Thursday, January 6, 2011

A Glove on the Hand

I remember the first time I saw the movie, “Age of Innocence”, two scenes stood out. The first one was at the ball, when the men brought multiple pairs of their gloves which they would change out whenever they changed dance partners. Talk about obsessive. And not a smidge of H1N1 in sight.

The other scene is quite famous (or is it infamous?) It’s the scene when Michelle Pfeiffer’s and Daniel Day-Lewis’ characters are in a carriage. The sexual tension between the two fuels the entire story, and in the carriage, Daniel (as Newland Archer) goes crazy and unbuttons Michelle’s (Ellen's) glove in order to kiss the only inch of skin not covered in her Gilded Age garb. It was one of the most sensuous scenes I’ve ever seen. My husband (who by this time was wondering why he'd ever agreed to go to the movie with me) thought it was ridiculous. I won’t go any further with a discussion of what men and women consider romantic, but I will say that movie got me interested in the history of gloves.
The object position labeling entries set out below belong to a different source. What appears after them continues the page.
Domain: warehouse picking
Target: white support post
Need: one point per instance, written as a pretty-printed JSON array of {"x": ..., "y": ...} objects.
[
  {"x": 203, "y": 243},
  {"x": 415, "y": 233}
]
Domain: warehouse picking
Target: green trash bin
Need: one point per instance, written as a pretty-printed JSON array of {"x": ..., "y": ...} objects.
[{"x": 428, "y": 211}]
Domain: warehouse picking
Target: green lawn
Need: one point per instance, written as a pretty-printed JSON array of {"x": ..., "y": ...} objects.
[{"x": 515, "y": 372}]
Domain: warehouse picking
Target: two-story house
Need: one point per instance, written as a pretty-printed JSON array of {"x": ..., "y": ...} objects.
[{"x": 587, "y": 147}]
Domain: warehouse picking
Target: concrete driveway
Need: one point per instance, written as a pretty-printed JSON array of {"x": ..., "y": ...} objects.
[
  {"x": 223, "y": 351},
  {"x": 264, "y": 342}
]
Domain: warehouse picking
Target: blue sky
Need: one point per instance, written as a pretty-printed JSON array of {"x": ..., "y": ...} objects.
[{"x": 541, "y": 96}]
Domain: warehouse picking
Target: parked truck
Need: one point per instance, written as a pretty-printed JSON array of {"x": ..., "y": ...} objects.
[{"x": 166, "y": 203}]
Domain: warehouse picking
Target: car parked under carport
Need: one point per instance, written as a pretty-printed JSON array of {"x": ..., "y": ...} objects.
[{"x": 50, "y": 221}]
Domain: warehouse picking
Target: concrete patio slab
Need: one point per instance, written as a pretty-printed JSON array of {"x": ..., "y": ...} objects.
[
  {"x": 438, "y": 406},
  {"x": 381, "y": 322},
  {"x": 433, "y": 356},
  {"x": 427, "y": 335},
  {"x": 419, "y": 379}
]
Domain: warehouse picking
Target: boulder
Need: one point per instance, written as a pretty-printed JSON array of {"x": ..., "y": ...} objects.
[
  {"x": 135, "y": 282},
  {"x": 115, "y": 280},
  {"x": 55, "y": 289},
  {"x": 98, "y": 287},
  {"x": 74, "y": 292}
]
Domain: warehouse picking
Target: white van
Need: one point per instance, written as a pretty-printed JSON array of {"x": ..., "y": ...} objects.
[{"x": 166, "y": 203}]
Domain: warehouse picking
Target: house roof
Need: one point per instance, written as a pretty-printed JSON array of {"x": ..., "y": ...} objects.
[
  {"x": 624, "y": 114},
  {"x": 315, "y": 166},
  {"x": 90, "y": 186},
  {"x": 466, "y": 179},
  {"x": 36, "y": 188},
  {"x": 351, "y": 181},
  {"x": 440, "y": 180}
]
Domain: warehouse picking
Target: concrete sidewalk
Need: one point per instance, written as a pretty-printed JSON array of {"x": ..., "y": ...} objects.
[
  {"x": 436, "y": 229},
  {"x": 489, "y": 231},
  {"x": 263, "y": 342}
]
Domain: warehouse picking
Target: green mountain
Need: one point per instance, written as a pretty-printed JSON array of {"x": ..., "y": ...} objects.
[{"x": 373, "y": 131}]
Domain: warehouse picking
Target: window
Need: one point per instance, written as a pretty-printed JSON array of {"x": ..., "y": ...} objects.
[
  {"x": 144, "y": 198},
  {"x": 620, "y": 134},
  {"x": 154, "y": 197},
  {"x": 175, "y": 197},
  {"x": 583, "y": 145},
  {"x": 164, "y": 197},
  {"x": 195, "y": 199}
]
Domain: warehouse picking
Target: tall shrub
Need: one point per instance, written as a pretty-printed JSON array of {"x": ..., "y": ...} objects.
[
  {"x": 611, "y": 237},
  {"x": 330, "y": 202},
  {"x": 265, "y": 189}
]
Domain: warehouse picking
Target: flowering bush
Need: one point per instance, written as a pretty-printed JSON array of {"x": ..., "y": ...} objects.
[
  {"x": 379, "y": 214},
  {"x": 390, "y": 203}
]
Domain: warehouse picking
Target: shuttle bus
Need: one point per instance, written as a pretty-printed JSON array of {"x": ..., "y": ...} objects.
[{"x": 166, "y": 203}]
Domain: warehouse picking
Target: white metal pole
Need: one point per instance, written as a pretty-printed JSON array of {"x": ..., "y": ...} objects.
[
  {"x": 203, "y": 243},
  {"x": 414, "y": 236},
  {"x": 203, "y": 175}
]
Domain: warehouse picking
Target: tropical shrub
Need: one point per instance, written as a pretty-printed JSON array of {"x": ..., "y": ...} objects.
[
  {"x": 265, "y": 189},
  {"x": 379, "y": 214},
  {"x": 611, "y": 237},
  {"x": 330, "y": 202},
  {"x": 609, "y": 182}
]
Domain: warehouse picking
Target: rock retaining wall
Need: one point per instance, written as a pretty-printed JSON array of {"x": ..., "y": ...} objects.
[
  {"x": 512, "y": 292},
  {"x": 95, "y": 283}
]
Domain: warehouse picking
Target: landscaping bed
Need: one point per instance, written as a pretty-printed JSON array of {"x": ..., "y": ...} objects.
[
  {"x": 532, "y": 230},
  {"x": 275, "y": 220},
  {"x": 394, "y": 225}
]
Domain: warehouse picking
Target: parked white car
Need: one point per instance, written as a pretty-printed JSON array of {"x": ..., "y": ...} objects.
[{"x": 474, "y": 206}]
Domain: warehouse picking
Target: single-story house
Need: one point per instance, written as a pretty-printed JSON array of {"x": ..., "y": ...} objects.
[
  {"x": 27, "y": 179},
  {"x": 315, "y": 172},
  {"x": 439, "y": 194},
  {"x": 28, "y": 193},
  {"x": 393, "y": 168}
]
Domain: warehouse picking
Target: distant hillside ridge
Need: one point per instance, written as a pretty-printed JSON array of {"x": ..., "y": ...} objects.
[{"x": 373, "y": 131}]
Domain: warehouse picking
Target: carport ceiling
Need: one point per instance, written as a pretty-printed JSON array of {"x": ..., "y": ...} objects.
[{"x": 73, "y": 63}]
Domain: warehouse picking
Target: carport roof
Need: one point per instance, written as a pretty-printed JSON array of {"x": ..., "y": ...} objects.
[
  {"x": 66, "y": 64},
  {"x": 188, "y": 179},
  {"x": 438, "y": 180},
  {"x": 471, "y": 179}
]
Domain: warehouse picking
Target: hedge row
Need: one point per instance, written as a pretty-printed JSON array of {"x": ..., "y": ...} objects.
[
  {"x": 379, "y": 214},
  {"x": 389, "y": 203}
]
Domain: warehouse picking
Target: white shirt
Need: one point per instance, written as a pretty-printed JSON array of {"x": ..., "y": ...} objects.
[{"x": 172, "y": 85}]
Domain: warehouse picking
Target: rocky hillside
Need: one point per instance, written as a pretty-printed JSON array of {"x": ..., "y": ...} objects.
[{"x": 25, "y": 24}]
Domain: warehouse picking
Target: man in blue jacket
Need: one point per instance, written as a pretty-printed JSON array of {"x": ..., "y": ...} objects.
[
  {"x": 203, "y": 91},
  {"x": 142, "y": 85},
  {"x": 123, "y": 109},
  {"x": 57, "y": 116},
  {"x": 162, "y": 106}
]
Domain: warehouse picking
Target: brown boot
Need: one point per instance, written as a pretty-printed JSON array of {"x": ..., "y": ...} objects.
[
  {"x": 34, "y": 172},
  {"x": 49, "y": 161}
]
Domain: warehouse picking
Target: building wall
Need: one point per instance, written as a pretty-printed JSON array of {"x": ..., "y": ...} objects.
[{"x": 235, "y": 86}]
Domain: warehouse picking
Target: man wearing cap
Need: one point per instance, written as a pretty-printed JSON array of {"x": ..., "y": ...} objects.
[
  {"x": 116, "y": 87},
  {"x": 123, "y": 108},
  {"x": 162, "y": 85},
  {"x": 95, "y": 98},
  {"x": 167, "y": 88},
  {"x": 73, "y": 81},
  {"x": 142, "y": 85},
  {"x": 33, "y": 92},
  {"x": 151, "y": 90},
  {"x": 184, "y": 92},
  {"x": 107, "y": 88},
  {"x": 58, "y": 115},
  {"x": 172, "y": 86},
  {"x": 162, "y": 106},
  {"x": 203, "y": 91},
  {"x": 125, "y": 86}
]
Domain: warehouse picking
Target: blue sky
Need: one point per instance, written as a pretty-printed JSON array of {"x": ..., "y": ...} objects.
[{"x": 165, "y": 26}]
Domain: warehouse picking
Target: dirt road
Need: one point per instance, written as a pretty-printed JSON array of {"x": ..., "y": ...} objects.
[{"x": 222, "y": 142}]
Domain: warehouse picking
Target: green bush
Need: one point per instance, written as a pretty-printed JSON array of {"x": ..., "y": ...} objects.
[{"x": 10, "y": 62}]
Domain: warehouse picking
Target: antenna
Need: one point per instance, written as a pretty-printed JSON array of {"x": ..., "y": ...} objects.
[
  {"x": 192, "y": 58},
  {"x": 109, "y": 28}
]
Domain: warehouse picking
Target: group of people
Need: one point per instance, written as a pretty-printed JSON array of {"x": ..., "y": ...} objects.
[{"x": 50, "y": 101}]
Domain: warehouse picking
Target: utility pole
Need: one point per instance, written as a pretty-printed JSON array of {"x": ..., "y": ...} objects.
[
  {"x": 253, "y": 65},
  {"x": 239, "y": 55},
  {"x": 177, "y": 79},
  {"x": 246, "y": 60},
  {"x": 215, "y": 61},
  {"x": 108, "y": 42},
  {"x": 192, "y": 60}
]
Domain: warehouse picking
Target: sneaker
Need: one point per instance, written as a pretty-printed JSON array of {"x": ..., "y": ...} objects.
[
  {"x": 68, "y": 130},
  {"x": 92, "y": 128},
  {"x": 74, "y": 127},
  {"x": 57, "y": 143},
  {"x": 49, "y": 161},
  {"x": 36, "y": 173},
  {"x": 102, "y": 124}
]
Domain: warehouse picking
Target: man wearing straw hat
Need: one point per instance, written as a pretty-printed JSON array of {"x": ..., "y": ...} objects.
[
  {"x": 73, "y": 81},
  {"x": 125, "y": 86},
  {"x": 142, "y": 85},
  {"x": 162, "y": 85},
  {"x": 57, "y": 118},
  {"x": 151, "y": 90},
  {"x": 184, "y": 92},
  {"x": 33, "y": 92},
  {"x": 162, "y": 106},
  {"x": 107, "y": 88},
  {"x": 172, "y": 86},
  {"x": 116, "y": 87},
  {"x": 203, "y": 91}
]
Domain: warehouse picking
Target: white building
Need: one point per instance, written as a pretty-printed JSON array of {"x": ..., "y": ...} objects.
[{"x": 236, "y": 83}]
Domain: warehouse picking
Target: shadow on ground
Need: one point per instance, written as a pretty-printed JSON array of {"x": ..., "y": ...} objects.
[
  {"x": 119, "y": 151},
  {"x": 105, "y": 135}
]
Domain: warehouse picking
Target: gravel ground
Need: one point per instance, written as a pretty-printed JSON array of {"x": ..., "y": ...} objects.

Nowadays, if we aren’t debutantes or royalty, we only wear gloves when it’s freezing outside, so I don’t have much personal experience, although I do remember wearing white gloves with my Easter outfits in the 1960’s, and feeling quite spiffy.

Obviously, gloves have been around for centuries, but they really became a part of fashion in the 1700’s, when over-the-elbow gloves came in vogue. When Napoleon’s Josephine (who wore them because she didn’t like her hands) wore them long enough to reach the puff in her short sleeves, long gloves swept the empire. Here’s another empress, the Austrian Empress Sissi in her gloves circa 1854.

By the end of the 1800's, women’s everyday clothes tended to cover most of the arm, so wrist length gloves became popular—except for evening, of course, when dresses showed off the arms. To ease getting into the long gloves, a slit was added, and the opening was closed with three or four buttons. Snaps became vogue in the late 1890’s. But putting those long gloves on was a chore and often required a buttonhook, and as such it was not proper to put them on in public. You put them on and kept them on until you went home. Actresses Sarah Bernhardt and Lillian Russell added to the craze.

Actress Sarah Bernhardt
 Have you ever tried to do anything with gloves on? It’s difficult. But women found a way around the problem by slipping their hands out of the finger-part, and popped them out the opening.

Drinking tea outside the glove

Although gloves at the beginning of the 19th century came in a multitude of colors, during Victorian times white and ivory were it—black being too flashy. Gloves were so much a part of a woman’s identity that many women asked to be buried in their gloves.

 During my growing up years I remember Grace Kelly wearing gloves in "Rear Window", Audrey Hepburn in "Breakfast at Tiffany’s", and of course the fashion icon, Jackie Kennedy. Women wore gloves to church, out shopping, and certainly to bridge club. My mother was one of these women. I always associate gloves with elegance and class.
Considering the world could use a healthy dose of both, perhaps I should start a trend.